Amino acid sequence, structural analyses, and gene expresion of vaspin in various tissues.

There is a rapid global rise in obesity, and the link between obesity and diabetes remains somewhat obscure. We identified an adipocytokine, designated as visceral adipose tissue-derived serpin (vaspin), which is a member of serine protease inhibitor family. Vaspin cDNA was isolated by from visceral white adipose tissues (WATs) of Otsuka Long-Evans Tokushima fatty (OLETF) rat, an animal model of abdominal obesity with type 2 diabetes. Rat, mouse, and human vaspins are made up of 392, 394, and 395 amino acids, respectively; exhibit approximately 40% homology with alpha1-antitrypsin; and are related to serine protease inhibitor family. Vaspin was barely detectable in rats at 6 wk and was highly expressed in adipocytes of visceral WATs at 30 wk, the age when obesity, body weight, and insulin levels peak in OLETF rats. The tissue expression of vaspin and its serum levels decrease with worsening of diabetes and body weight loss at 50 wk. The expression and serum levels were normalized with the treatment of insulin or insulin-sensitizing agent, pioglitazone, in OLETF rats. Administration of vaspin to obese CRL:CD-1 (ICR) (ICR) mice fed with high-fat high-sucrose chow improved glucose tolerance and insulin sensitivity reflected by normalized serum glucose levels. It also led to the reversal of altered expression of genes relevant to insulin resistance, e.g., leptin, resistin, TNFalpha, glucose transporter-4, and adiponectin. In DNA chip analyses, vaspin treatment resulted in the reversal of expression in approximately 50% of the high-fat high-sucrose-induced genes in WATs. These findings indicate that vaspin exerts an insulin-sensitizing effect targeted toward WATs in states of obesity.
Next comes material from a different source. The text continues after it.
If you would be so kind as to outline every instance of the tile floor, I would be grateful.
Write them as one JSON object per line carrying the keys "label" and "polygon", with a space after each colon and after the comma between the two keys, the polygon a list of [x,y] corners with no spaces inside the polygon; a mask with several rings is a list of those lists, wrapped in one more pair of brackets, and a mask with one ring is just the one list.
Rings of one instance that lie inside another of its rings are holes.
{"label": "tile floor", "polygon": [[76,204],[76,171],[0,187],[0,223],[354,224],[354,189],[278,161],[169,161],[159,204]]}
Hida K, Wada J, Eguchi J, et al. Visceral adipose tissue-derived serine protease inhibitor: a unique insulin-sensitizing adipocytokine in obesity. Proc Natl Acad Sci USA. 2005;102(30):10610-5.

Expression of vaspin in 293T cells, adipocytes, and stromal vascular cells.

Expression of vaspin in 293T cells, adipocytes, and stromal vascular cells. (A) Western blot analysis of mouse vaspin by using supernatants of 293T cultured cells transfected with AxCAmOL64 and polyclonal antivaspin Ab. A prominent band of ~45 kDa is observed. (B) Western blots of purified recombinant human and mouse vaspins, derived from E. coli by using pET expression system. (C) Western blot analyses of vaspin by using sera of OLETF and LETO rats, and OLETF rats with EXE, OLETF rats administered TZD and insulin (INS). A major ~45-kDa band and a minor ~50-kDa band are seen at 30 wk. Band intensity is notably less at 50 wk in OLTEF rats, but it seems to be normalized with insulin and TZD treatments. (D) Expression of vaspin in mature adipocytes and stromal vascular cells isolated from epidydimal (EPI), retroperitoneal (RET), MES, and SUB WATs as analyzed by Northern and Western blot analyses. Expression is confined to adipocytes of visceral WATs and not to stromal endothelial or vascular cells. (E and F) Expression in the adipocytes was confirmed by immunofluorescence microscopy in 30-wk-old OLETF rats. (Scale bars: E, 100 µm; F, 25 µm.). 
Hida K, et al. Proc Natl Acad Sci U S A. 2005 Jul 26;102(30):10610-5

Effect of vaspin on leptin, resistin, TNF, GLUT4, and adiponectin in obese ICR mice fed with HFHS chow.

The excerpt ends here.